OneHot(A) such that the MSB has no effect
⇒ Concat(0, OneHot(A)[all bits except MSB]))

This can open up opportunities for further optimization. To determine if a OneHot’s MSB has any effect on a function, we iterate over the OneHot’s post-dominators. We use the BDD to test if setting the OneHot’s MSB to 0 or to 1 (other bits are 0 in both cases) implies the same value for the post-dominator node. If so, we know the value of the MSB cannot possibly affect the function output, so the MSB can safely be replaced with a 0 bit. Note: This approach assumes that IR nodes do not have any side effects. When IR nodes with side effects are introduced (i.e. channels) the analysis for this optimization will have to be adjusted slightly to account for this.

Traditional compiler optimizations

Many optimizations from traditional compilers targeting CPUs also apply to the optimization of hardware. Common objectives of traditional compiler optimizations include exposing parallelism, reducing latency, and eliminating instructions. Often these translate directly into the primary objectives of hardware optimization of reducing delay and area.

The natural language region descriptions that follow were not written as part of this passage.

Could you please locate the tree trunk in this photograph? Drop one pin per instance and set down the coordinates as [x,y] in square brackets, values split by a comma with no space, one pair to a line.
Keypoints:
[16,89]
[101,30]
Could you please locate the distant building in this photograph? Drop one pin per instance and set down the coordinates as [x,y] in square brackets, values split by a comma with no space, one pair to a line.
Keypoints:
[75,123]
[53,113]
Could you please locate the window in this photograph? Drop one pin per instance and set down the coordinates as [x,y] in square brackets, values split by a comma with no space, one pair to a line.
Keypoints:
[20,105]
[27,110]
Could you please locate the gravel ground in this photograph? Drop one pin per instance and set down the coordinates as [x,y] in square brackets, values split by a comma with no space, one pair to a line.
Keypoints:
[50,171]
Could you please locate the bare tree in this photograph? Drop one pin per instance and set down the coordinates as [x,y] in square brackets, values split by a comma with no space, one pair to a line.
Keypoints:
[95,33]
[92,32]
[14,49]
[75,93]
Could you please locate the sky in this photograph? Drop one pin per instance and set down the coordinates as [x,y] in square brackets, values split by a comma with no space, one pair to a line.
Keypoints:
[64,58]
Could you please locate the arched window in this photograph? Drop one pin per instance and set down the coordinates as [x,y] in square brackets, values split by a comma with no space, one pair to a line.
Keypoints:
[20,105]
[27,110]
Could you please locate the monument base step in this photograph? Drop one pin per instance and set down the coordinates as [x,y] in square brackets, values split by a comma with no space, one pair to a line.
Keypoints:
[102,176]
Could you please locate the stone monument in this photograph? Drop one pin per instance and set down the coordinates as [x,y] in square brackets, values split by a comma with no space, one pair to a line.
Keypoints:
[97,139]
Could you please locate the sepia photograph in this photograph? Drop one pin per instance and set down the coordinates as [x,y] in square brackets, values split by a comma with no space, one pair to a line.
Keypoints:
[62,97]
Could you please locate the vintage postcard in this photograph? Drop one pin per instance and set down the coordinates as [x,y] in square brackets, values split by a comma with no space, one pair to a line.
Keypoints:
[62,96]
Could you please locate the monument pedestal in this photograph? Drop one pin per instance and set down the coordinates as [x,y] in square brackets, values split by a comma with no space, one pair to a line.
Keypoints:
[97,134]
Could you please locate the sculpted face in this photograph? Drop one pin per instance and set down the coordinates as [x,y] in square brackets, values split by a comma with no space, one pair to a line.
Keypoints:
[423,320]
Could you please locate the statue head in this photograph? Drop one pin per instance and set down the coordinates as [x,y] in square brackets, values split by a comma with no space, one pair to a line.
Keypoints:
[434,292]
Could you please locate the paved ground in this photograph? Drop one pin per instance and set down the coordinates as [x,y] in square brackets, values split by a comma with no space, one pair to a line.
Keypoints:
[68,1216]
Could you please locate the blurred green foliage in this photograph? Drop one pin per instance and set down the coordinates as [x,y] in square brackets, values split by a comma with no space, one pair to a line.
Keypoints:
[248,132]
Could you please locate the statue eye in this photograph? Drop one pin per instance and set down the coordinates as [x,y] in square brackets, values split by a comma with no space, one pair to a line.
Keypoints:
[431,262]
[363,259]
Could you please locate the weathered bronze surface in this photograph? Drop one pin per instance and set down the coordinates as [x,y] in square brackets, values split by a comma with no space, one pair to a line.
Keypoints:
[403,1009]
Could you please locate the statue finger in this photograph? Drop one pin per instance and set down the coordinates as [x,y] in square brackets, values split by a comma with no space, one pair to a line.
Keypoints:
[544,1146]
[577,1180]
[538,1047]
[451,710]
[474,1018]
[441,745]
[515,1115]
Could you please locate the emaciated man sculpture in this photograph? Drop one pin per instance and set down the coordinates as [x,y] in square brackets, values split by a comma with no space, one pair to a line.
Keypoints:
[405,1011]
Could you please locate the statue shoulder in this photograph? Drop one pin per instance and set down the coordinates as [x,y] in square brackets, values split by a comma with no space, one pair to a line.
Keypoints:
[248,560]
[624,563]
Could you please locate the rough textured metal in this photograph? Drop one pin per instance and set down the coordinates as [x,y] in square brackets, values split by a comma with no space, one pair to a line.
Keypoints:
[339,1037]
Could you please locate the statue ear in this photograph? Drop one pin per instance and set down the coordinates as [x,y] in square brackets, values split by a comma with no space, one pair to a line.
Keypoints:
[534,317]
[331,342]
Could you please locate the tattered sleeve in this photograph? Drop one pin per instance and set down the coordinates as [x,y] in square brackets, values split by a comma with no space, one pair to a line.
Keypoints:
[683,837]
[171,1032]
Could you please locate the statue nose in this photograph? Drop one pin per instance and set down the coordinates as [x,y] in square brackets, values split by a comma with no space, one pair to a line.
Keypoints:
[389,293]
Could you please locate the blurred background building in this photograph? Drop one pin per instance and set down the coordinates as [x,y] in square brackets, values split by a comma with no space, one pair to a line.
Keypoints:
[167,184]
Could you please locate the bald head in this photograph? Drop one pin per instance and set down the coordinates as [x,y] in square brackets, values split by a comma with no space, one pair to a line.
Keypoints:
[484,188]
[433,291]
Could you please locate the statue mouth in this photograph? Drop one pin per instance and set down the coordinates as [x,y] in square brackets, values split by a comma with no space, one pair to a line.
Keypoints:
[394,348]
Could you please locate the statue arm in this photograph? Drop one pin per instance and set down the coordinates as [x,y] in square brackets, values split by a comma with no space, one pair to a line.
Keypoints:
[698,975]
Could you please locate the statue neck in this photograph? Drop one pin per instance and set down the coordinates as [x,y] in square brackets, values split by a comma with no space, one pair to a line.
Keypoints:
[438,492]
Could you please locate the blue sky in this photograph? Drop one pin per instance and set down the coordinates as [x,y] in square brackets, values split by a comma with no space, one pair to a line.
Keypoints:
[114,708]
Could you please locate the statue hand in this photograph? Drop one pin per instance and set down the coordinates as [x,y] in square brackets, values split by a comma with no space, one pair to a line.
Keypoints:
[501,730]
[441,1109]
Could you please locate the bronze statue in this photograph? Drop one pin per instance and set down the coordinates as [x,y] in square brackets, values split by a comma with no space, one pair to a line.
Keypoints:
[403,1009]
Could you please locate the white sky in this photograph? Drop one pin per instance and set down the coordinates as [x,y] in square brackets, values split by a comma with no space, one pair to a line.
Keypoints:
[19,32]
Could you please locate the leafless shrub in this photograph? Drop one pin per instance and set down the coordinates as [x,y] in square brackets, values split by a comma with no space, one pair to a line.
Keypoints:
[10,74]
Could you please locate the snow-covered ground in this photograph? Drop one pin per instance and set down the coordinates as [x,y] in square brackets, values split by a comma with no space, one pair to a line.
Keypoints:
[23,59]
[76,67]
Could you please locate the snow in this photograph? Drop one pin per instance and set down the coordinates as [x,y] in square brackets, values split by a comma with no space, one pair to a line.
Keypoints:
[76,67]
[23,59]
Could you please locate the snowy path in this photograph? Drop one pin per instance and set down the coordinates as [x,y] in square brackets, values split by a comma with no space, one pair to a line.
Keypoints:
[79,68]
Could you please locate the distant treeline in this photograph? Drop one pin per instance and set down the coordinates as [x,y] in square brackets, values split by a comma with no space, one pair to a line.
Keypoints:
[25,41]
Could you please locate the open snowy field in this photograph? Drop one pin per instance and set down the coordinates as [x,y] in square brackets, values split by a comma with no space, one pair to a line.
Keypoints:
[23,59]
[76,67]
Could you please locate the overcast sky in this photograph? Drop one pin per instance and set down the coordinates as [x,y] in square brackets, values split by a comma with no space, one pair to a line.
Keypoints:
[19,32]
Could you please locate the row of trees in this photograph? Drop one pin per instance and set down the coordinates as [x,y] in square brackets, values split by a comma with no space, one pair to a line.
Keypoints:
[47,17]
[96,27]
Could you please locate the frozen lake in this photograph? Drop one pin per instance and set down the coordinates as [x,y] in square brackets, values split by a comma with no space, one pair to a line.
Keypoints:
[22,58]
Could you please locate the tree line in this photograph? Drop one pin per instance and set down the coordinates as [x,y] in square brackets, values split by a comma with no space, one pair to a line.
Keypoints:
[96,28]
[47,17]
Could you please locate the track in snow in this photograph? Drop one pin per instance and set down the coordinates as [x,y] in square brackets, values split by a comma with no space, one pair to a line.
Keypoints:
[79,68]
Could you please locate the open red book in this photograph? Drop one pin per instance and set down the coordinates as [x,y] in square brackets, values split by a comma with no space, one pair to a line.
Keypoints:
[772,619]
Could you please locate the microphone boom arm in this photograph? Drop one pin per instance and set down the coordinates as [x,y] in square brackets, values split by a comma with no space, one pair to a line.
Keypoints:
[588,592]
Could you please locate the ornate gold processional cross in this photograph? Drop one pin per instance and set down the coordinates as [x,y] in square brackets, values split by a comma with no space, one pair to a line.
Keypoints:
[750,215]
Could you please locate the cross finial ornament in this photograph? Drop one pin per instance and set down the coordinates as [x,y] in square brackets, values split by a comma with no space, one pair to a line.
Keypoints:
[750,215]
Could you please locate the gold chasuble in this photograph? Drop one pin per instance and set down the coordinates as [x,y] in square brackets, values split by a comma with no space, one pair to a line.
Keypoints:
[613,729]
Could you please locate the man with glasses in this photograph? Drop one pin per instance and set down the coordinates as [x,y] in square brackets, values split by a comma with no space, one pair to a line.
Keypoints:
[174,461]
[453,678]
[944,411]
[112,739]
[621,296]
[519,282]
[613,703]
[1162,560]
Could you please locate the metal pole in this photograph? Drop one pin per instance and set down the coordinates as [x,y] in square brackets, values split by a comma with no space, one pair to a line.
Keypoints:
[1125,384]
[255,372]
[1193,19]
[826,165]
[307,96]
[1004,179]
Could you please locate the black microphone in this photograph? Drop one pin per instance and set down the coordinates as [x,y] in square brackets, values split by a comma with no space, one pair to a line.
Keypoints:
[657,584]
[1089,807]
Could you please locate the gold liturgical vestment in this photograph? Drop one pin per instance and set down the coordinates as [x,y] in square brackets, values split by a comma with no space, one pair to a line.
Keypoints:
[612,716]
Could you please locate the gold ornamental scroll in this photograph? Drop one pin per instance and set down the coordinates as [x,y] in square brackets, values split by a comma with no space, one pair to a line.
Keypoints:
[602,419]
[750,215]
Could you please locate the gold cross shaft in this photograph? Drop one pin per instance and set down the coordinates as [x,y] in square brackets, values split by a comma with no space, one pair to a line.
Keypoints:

Common Subexpression Elimination (CSE)

TODO: Finish.

Constant Folding

TODO: Finish.

Dead Code Elimination (DCE)

TODO: Finish.

Reassociation

Reassociation in XLS uses the associative and commutative property of arithmetic operations (such as adds and multiplies) to rearrange expressions of identical operations to minimize delay and area. Delay is reduced by transforming chains of operations into balanced trees which reduces the critical-path delay. For example, given the following expression:

drawing

This can be reassociated into the following balanced tree:

drawing

The transformation has reduced the critical path through the expression from three adds down to two adds.

Reassociation can also create opportunities for constant folding. If an expression contains multiple literal values (constants) the expressions can be reassociated to gather literals into the same subepxression which can then be folded. Generally this requires the operation to be commutative as well as associative. For example, given the following expression:

drawing

This can be reassociated into:

drawing

The right-most add of the two literals can be folded reducing the number of adds in the expression to two.